Eine Grossbaustelle mitten im Stedtli
Liestal Der «Stabhof» an der Rathausstrasse und der Kanonengasse wird rückgebaut und aufgewertet
Im historischen Zentrum wurde vor einigen Tagen ein weiterer Kran aufgestellt, welcher eine ganz spezielle Baustelle ankündigt, denn der «Stabhof» an der Rathausstrasse und der Kanonengasse wird rückgebaut und aufgewertet. Es versteht sich von selbst, dass das eine komplexe Grossbaustelle ist, bei welcher in mehreren Etappen vorgegangen wird. Es sollen neue Büroräume und rund 20 Wohnungen erstellt werden. Coop soll langfristig im «Stabhof» bleiben.

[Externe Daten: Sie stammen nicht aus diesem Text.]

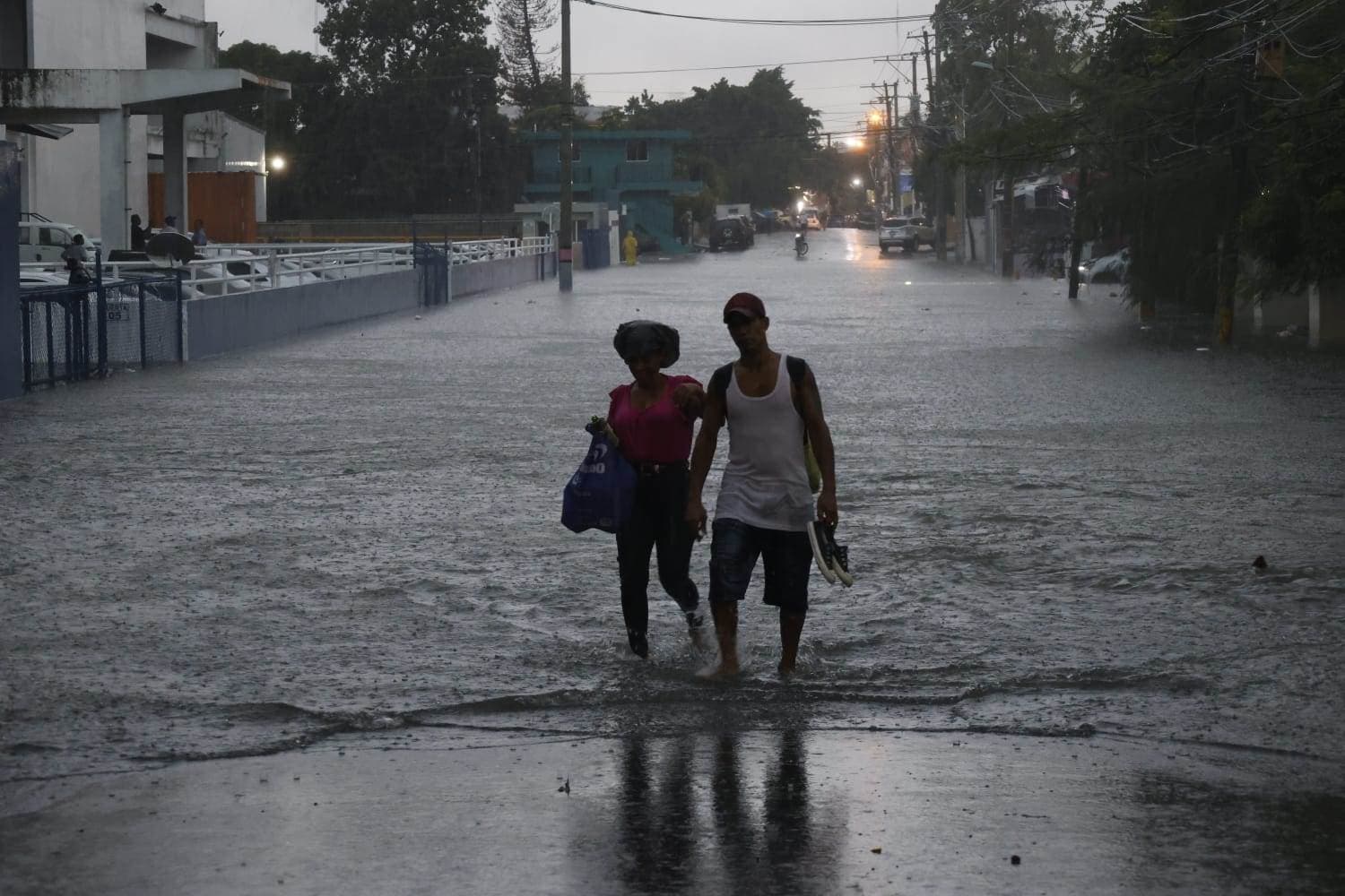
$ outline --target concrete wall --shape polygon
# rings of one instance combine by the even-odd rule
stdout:
[[[204,42],[199,47],[175,47],[147,34],[147,0],[32,0],[31,67],[34,69],[145,69],[156,63],[194,67],[192,60],[213,59],[213,28],[190,28]],[[206,17],[204,0],[164,4],[169,15]],[[159,19],[159,16],[153,16]],[[0,30],[9,26],[0,24]],[[149,44],[156,50],[151,52]],[[165,55],[167,54],[167,55]],[[155,55],[155,59],[151,59]],[[22,211],[74,224],[90,236],[102,236],[100,208],[98,125],[74,124],[74,133],[61,140],[23,136]],[[126,144],[125,218],[148,212],[148,137],[144,116],[132,116]]]
[[[186,304],[184,353],[187,360],[200,360],[418,304],[420,273],[414,270],[194,298]]]
[[[578,246],[576,243],[576,246]],[[578,266],[576,265],[576,269]],[[455,265],[449,289],[453,298],[533,283],[555,273],[555,255],[522,255],[480,265]]]

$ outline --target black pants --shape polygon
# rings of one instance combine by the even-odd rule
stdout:
[[[659,584],[683,613],[694,611],[701,594],[691,582],[691,528],[686,524],[686,463],[666,463],[640,473],[635,509],[616,533],[625,627],[646,633],[650,625],[650,553],[658,547]]]

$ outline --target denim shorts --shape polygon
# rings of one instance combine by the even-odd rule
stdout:
[[[734,603],[746,596],[752,570],[761,557],[765,603],[790,613],[808,611],[812,545],[807,532],[763,529],[718,519],[710,533],[710,603]]]

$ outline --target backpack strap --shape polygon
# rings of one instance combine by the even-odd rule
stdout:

Das Gebiet Stabhof hat eine lange und interessante Geschichte. Hier standen früher zwei renommierte Gasthöfe, nämlich der «Stab» und der «Schlüssel». Bereits anno 1435 werden der «Rote Schlüssel» und als Nachbarhaus die Liegenschaft «Zem roten Kopf», später «Stab» erwähnt. Besonders der Schlüssel hatte im Lauf der Jahrhunderte nicht selten hohen Besuch (z.B. Gesandte Frankreichs unter anderem auch Napoleon Bonaparte). Aber auch in den Trennungswirren spielte der Schlüssel eine zentrale Rolle, weil hier die eidgenössischen Gesandten übernachteten.
1904 erwarb der Konsumverein Liestal und Umgebung den Schlüssel, um hier seine Verkaufsflächen zu vergrössern und die Verwaltung anzusiedeln. Während einer Reihe von Jahren befand sich in einigen Räumen im 1. Stock die Berufsschule des Kaufmännischen Vereins.
1911 ging die Liegenschaft Stab ebenfalls in den Besitz des Konsumvereins über. Die Liegenschaften an der Rathausstrasse, der Kanonengasse und im «Stabhof» dienten lange Zeit als Drehscheibe des Konsumvereins Liestal und Umgebung. Von hier aus wurden die vielen Filialen in und um Liestal mit Waren beliefert. Neben dem Lager für Spezereiwaren waren im «Stabhof» auch ein Gemüselager, eine Weinkellerei sowie eine Abteilung für Brennmaterialien untergebracht. Im «Stabhof» befanden sich neben einem grossen Konsumladen auch ein Geschirrladen und ein Stoffladen sowie im 1.OG ein Schuhgeschäft.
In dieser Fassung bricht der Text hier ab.